Normally, your scanner should support either TWAIN, WIA or SANE API (or, pretty unlikely, ISIS). Please see:
http://en.wikipedia.org/wiki/TWAIN[
^],
http://en.wikipedia.org/wiki/Windows_Image_Acquisition[
^],
http://en.wikipedia.org/wiki/Scanner_Access_Now_Easy[
^],
http://en.wikipedia.org/wiki/Image_scanner#Applications_Programming_Interface[
^].
Please see the scanner documentation to learn what is supported. A number of Open-source libraries exist to allow you to use the API in C#. Do your search after you learn what is required and can be used with your scanner. When you learn it, do the search using CodeProject, StackOverflow, Google or Bing.
[EDIT]
If forget this is ASP.NET. Dave is absolutely right.
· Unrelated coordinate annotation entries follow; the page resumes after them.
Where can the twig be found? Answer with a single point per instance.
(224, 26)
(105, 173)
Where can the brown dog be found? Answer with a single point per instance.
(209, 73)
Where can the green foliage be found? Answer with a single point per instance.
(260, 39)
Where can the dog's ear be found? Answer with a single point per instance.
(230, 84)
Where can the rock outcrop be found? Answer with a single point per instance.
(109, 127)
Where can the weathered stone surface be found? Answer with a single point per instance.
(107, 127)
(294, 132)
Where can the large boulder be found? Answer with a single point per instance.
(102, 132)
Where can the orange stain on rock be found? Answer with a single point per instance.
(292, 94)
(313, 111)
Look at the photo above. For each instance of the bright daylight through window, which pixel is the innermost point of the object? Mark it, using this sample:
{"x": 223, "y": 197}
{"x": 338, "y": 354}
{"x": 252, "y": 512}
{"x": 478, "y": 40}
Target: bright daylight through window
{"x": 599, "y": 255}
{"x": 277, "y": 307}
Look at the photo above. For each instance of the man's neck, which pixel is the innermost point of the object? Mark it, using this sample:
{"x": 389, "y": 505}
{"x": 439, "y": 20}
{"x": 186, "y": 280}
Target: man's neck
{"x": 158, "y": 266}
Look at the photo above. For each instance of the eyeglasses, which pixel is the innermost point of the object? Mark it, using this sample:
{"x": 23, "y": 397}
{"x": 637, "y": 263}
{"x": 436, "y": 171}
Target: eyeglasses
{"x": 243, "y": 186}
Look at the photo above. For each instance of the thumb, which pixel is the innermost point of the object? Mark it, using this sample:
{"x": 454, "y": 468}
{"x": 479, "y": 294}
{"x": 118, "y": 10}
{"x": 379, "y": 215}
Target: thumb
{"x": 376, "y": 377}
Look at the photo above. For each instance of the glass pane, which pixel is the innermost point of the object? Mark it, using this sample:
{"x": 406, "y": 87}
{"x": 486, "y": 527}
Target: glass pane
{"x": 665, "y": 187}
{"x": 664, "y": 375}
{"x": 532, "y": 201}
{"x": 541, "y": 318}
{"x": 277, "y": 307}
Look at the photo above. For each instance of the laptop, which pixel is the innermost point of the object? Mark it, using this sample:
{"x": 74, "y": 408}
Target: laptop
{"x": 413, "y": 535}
You really need to connect a scanner to each client system, for those who have scanners, but a Web application does not have access to the client's computer, by apparent safety reasons. This ActiveX is dirty stuff, only supported by IE and is very unsafe. I would avoid it by any means. I would highly prefer that the users worked with their only scanners by themselves and only uploaded the images. After all, if a user own a scanner, she or he has some software to use it, right? I would hate the idea of having some Web application controlling my scanner, from a standpoint of both user and developer.